17 Nisan 2017

36. İstanbul Film Festivali ve 12 Film

Bu sene biraz inatçı bir festival seyircisi olmaya karar verdim. O yüzden tam bir pazar gününü festivalin kitapçığını ipad'den takip edip filmleri işaretleyerek ve birbiri ardından biletix'den bilet almaya çalışarak geçti... Ve biletix bana hep arka sıralardan ve en uçtan bilet vermeye devam etti; ben de almaya... Seneye bu çalışmayı yapıp ertesi gün gişeden biletimin yerini görerek almaya karar verdim. İlla Lalekart sahibi mi olmamız icap ediyor acaba...


Neyse tam 12 filme gittik bu sene... Her gün  iki seansa bilet aldığım da oldu ve bu 3. gün üstüste tekrarlayınca biraz yorucu bir durum oluşturmaya başladı... Seneye iki seansa bilet alırsam eğer biri gece biri öğlen seansı olacak o kesin... Bir kere 11:00 seansına gitmek günden tasarruf etmenizi sağlasa da kahvaltı edip apar topar film seyretmek pek iç açıcı değilmiş ona karar verdim.
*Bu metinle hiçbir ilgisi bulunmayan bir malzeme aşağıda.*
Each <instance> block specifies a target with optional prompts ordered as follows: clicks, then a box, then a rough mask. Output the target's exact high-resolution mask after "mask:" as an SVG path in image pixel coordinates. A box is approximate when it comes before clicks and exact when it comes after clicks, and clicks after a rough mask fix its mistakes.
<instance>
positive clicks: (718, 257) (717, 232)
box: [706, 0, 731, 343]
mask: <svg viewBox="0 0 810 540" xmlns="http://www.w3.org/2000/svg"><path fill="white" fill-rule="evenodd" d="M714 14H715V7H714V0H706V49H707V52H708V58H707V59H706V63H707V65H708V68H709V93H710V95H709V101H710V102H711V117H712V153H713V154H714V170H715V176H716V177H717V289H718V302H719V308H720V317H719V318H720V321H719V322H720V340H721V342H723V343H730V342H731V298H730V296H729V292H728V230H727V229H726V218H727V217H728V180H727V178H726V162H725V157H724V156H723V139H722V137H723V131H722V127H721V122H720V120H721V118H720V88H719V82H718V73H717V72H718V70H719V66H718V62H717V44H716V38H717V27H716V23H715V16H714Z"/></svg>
Bir de 16:00 seansları var ki eğer apar topar yetişmişseniz ve film de biraz ağırsa muhakkak ufak kestirmeler yaşanıyor... Bu da pek hoş olmadı... Neyse yaşadıklarımızdan ders alalım diyor ve bu senenin filmlerine geçiyorum...


Gümüş Küre

Geçen yıl hayatını kaybeden Polonyalı usta yönetmen Andrzej Zulawski’nin "Gümüş Küre" filmine, kitapçıkta "İzleyiciyi eşi benzeri olmayan bir sinemasal evrene davet eden film, perdede görülmesi gereken devasa bir görsel şölen" yazdığı için bilet almıştım. 


Film, 1977 yılında çekilmeye başlanmış ancak o zamanın komünist rejiminin baskısıyla tamamlanması engellenmiş tam 10 sene sonra ise yönetmenin büyük inatçılığıyla dörtte üçü tamamlanabilmiş ve bir kısmı yakılmış olmasına rağmen dış sesler yardımıyla bitirilmiş. Eğer dört dörtlük tamamlanma olanağı olsaydı  2001:Uzay Yolu Macerası filmiyle eşdeğer tutulabileceği ileri sürülen "Gümüş Küre"nin konusuna gelince: Bir astronot ekibi başka bir gezegene gider ve burada gerçek üstü bir dünyada dinsel bir koloniyi ve komünist anlayışın komün düzene etkilerini kendi kamarasından görüntüler... 
Karanlık sahneler, tuhaf yaratıklar, vahşet, İsa'nın çarmıha gerilişini anımsatan sahneler, komünizm felsefesi, ciyak ciyak ne dediğini anlamadığımız diyaloglar yapan ve hiç susmayan başrol oyuncusu... Bana kalsa sonuna kadar izlerdim ancak Ali "çıldırmak üzereyim, çıkalım mı diye sorunca son yarım saat kala dışarı çıktık... 
Bu arada ben bu film festivallerinde kapıyı vurup çıkan izleyiciyi hep yadırgamış ve şımarık bulmuşumdur. Sonuçta ortada bir emek var ve sinema sever de öyle ya da böyle sonuna kadar sabretmeli diye düşünürüm hep... Biz de ilk kez sevmediğim şekilde davrandık... Üzgünüm Zulawski...

Hayalet Hikayesi

2016 CANNES En İyi Yönetmen

Özgün adı "Personal Shopper", olan Olivier Assayas'ın "Hayalet Hikayesi" filmi yönetmene Cannes'da ödül kazandırırken ilk izlenimde yuhalanıp ikinci gösterimde 4 dakika ayakta alkışlanarak izleyiciyi ikiye bölmüş...Kristen Stewart'ın tüm doğallığıyla canlandırdığı Maureen, ikiz erkek kardeşini bir kalp problemi yüzünden yeni kaybetmiştir. İki kardeş de medyumluk yeteneklerine sahiptir ve ölmeden önce birbirlerine bir söz verirler... Kardeşlerin hangisi önce ölürse diğerine öbür dünyadan işaretler getirecektir. Maureen, geceleri, çocukluğunun geçtiği evde kardeşinden haber almayı beklerken bir yandan da ünlü bir modelin kıyafet ve mücevher alış verişlerini yaparak hayatını kazanmaktadır. Bir gün Maureen, kimliği belirsiz bir varlıktan telefon mesajları almaya başlar ve bu durum hayatında geri dönülmez değişiklikler yaratır... 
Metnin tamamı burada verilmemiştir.